Anuradha Mittal, a paediatrician at Kailash Hospital, on the outskirts of New Delhi, said she’s seeing four-to-five times more paediatric COVID-19 cases this year compared to the first wave last year. “The volume of infections and virulence of the pathogen - both are higher this time,” she said, adding that even some newborns delivered by COVID-19 patients have tested positive.
Although India has a deep history of medical research and a wide pool of experienced health-care providers, scientists and clinicians are frustrated with a lack of centralised systems to share data and evidence about optimal treatments.
Frustrating efforts
That’s frustrating efforts to both learn what factors are driving COVID-19 complications in India, as well as the ability to counter misinformation, said Manoj Mohanan, a health economist and an associate professor at Duke University in North Carolina.

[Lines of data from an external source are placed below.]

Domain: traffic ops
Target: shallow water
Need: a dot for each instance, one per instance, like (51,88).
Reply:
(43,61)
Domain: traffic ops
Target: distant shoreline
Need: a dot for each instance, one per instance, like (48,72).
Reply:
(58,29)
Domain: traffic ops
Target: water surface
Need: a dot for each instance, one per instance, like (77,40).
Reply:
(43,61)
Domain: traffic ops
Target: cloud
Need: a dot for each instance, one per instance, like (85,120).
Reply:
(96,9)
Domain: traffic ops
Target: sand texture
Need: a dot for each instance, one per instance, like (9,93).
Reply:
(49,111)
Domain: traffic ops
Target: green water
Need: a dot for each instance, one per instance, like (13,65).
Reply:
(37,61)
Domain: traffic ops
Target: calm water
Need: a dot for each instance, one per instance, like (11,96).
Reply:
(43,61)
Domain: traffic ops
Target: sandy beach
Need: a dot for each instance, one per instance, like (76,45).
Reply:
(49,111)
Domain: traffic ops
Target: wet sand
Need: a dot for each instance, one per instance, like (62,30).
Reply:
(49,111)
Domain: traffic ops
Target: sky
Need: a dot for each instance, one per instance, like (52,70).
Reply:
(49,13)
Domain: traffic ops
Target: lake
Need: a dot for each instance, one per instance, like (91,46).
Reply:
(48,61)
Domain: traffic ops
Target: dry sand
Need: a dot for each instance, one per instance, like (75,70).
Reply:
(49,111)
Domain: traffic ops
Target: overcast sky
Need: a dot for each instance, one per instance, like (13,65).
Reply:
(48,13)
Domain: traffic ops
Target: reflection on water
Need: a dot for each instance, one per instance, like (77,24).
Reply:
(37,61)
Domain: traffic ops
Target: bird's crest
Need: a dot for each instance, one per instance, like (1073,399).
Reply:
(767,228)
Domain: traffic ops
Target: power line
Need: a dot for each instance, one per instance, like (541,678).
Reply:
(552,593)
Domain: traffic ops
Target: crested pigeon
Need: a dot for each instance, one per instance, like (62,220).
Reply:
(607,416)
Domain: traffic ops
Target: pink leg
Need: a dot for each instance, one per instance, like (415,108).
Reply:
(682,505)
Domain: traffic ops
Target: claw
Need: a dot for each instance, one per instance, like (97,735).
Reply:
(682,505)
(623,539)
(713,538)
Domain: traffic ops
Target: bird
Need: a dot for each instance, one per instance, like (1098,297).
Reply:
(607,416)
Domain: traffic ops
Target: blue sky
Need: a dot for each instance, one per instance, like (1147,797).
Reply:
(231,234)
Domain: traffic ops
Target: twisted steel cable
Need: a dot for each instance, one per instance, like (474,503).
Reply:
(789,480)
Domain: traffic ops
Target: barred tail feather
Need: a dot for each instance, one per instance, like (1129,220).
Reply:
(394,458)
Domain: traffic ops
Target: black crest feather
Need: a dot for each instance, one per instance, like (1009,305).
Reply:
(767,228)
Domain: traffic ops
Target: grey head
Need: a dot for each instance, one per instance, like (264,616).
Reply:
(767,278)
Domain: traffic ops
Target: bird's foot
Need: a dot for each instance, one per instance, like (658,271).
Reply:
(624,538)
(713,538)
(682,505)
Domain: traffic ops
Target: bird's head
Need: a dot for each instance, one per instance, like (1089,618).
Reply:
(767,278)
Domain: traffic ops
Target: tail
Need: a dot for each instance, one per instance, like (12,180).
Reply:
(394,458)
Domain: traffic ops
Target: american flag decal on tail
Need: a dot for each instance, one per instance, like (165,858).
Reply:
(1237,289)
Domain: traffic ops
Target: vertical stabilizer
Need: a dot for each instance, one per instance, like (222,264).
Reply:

The secondary medical problems can be avoided with better patient care, which makes it critical the rest of the world gives India the support it needs “to stop this chain of preventable disease,” Deakin University’s Bennett said.
“We’ve chronically under-invested in health care,” Mumbai pulmonologist Zarir Udwadia said in a podcast with editors of the New England Journal of Medicine this month. “We spend less than 1.4% of our GDP on public health care, and all that is coming back to haunt us.”